If This Isn’t a Dream… 1985-1989 opens with eight studio tracks recorded in 1988, and they provide a great context for the live material to follow, which, as the kids say, is where it’s really at. While interesting, especially for a track like “The Curse,” which stretches over nine minutes, the studio material doesn’t have the same rawness of sound as the live material, taken from shows in 1989 and 1987. There is other demo material included from ’88, ’86 and ’85, resulting in a comprehensive, 20-song (one VOID cover) look at what the band was all about. As the disc goes on, backwards in time, the band gets progressively more primitive, but even in their first executions, there’s a perhaps unintentional individuality peeking through. Perhaps that’s just easy to read into it because of what the band went on to become.
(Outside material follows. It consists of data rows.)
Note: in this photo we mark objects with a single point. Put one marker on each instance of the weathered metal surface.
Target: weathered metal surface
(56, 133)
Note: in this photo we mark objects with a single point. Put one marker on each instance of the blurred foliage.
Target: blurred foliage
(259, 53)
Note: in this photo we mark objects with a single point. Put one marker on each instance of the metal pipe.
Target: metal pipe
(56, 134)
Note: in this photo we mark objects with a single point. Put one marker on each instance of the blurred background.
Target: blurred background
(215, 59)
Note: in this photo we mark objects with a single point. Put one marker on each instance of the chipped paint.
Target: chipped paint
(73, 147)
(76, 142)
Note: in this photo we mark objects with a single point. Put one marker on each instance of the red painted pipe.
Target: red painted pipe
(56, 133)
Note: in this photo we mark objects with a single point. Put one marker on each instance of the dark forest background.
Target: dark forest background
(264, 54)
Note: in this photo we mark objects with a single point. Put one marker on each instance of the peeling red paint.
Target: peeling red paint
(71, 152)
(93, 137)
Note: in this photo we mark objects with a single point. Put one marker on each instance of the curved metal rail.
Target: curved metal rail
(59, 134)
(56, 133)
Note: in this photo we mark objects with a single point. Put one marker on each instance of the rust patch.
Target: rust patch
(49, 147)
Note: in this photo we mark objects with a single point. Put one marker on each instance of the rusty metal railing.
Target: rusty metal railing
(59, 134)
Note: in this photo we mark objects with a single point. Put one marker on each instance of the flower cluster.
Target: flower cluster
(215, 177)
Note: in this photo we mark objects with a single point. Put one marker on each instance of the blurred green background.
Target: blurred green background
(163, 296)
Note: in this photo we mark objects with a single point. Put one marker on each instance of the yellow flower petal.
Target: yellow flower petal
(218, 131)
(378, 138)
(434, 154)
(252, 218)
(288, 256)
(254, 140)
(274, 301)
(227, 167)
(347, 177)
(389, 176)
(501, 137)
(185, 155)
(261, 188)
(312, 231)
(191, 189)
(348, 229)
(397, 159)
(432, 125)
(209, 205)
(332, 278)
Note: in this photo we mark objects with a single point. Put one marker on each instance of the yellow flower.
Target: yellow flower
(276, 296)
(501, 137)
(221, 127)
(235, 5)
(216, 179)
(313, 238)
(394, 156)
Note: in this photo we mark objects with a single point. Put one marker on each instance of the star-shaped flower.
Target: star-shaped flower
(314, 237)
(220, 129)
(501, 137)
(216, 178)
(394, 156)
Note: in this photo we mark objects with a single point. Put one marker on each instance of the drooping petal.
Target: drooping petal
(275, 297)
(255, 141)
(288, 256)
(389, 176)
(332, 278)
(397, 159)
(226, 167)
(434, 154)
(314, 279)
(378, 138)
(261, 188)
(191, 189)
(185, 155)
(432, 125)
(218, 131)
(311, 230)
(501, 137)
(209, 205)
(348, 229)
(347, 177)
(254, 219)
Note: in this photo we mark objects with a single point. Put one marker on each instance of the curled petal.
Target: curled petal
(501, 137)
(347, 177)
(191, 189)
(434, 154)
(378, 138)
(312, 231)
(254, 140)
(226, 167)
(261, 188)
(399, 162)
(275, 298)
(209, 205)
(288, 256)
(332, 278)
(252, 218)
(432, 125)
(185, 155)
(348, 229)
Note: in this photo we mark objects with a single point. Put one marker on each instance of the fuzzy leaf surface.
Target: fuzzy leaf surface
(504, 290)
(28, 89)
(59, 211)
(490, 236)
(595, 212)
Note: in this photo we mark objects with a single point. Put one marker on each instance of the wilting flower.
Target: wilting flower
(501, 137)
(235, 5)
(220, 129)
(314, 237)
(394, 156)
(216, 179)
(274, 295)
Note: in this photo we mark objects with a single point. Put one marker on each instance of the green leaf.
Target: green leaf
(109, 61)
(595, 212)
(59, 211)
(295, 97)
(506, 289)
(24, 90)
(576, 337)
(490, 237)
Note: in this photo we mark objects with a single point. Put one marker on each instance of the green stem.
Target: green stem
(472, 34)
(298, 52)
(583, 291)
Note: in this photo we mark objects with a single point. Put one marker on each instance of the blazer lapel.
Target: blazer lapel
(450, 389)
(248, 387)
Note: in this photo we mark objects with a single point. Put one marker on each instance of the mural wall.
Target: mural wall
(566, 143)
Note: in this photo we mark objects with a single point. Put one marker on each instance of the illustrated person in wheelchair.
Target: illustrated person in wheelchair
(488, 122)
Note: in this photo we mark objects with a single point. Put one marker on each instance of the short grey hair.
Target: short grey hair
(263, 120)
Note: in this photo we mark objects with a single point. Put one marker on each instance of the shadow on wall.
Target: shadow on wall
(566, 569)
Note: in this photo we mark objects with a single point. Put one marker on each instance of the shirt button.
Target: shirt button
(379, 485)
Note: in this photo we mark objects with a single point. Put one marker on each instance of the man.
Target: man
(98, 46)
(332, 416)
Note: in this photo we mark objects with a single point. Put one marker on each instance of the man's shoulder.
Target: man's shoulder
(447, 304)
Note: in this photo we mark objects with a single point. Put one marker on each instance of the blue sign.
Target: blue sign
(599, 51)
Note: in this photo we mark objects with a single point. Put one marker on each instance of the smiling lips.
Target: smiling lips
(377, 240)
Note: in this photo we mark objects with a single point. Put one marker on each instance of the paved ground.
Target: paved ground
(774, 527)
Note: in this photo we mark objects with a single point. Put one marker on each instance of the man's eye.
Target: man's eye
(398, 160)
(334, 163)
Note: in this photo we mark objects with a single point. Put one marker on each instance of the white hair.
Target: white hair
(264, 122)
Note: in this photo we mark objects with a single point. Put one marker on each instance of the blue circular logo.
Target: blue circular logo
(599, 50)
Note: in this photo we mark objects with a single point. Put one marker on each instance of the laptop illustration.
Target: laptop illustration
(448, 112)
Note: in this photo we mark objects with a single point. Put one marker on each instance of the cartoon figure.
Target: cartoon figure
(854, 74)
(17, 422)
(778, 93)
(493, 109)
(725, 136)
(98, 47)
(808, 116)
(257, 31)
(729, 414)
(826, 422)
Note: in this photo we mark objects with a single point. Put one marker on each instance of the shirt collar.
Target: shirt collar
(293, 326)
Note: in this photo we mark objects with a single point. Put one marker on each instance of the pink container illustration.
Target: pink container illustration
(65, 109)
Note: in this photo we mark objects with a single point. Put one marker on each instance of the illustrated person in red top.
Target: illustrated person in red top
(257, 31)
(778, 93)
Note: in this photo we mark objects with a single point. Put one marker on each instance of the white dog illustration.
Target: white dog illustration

That maybe being the case, anyone who’s ever gotten down with The First Four Years or the self-titled Saint Vitus record should be able to understand where Virulence were coming from, and whether or not you’re necessarily a fan of Fu Manchu, the lumbering appeal of these surfer kids getting together with some serious heaviness speaks for itself. In the liner notes, Scott Hill discusses their nomadic practice routine, going from one member’s parents’ house to another’s, playing until the cops came or neighbors complained. There’s an immediacy and recklessness even in the slowest material on here (they also profess their love for BL’AST), and I think that might be part of it. Whatever the case, Virulence’s If This Isn’t a Dream… 1985-1989 not only shines light on the beginnings of Fu Manchu, but is a satisfying listen in its own right, whether or not you’re tackling it for the historical value.